O artigo, escrito a partir da leitura de um boletim de debate ao qual a autora teve acesso, explica que as fortes tensões em torno dos debates pré-congresso do NPA foram principalmente o produto de uma "série de decepções, eleitorais e estratégicas", desde as eleições presidenciais de 2017, em que o partido "se isolou politicamente, se construindo tendo em base a oposição a todas as correntes da esquerda".

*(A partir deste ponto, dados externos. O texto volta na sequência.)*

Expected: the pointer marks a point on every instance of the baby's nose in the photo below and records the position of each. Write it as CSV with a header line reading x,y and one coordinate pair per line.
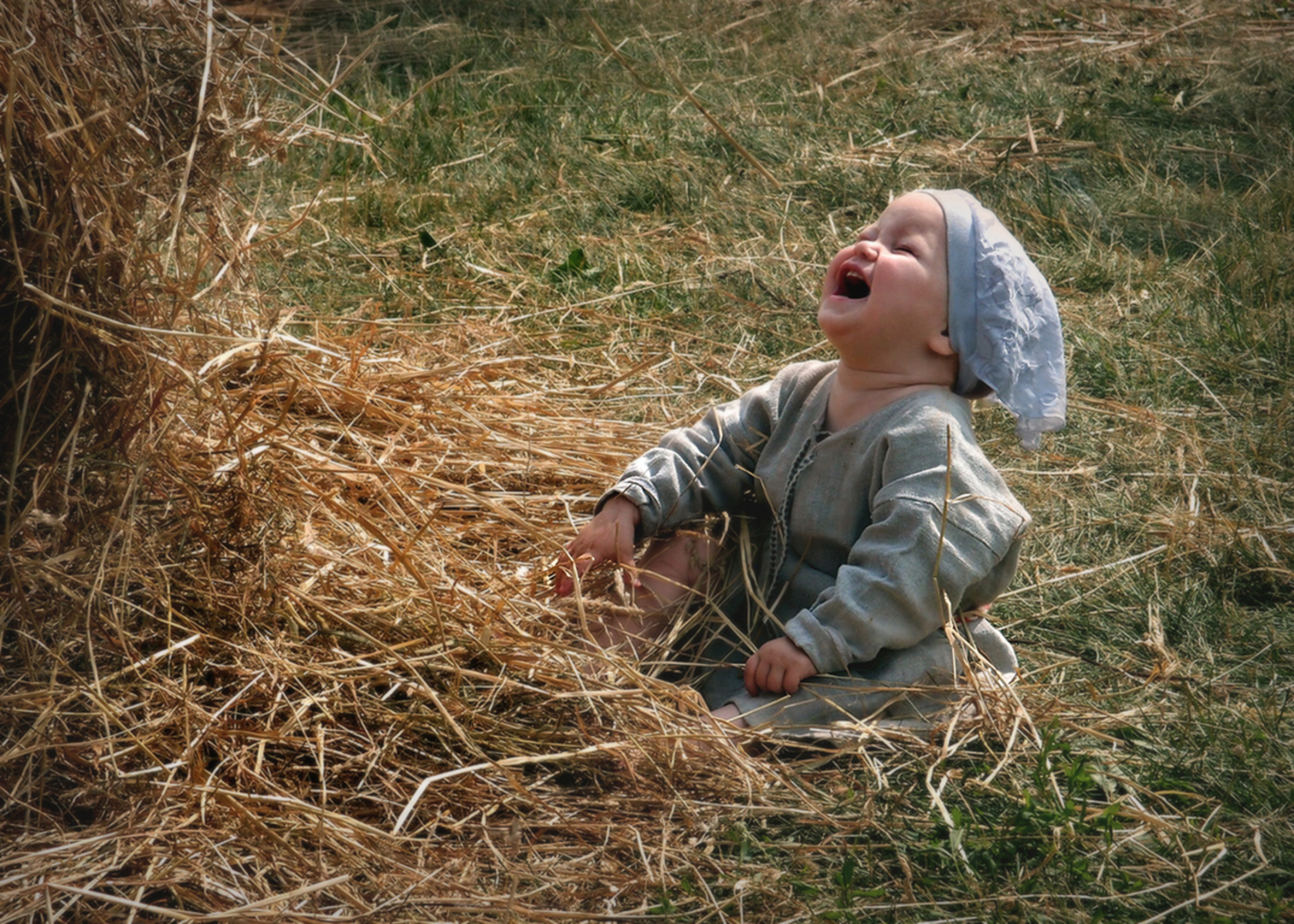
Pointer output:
x,y
867,248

Não sabemos se essa interpretação reflete um posicionamento da autora, mas é certo que ela é compartilhada por uma série de ex-membros da LCR ou do NPA, muitos dos quais se encontram hoje na LFI (La France Insubmisse, partido de Mélenchon), no PCF e até mesmo no PS. Esse tipo de raciocínio vem de uma lógica baseada nas eleições e no relacionamento com a esquerda institucional, que não é a da luta de classes e da perspectiva revolucionária, que é a visão de uma maioria dos militantes do NPA. O enredo de uma oposição que acusa a direção histórica de "querer se aproximar dos amigos de Jean-Luc Mélenchon e de abandonar a pureza revolucionária’ por um reformismo considerado culpado", realmente oferece uma explicação que, sem dúvidas, é conveniente, mas é falsa e mascara o que é essencial.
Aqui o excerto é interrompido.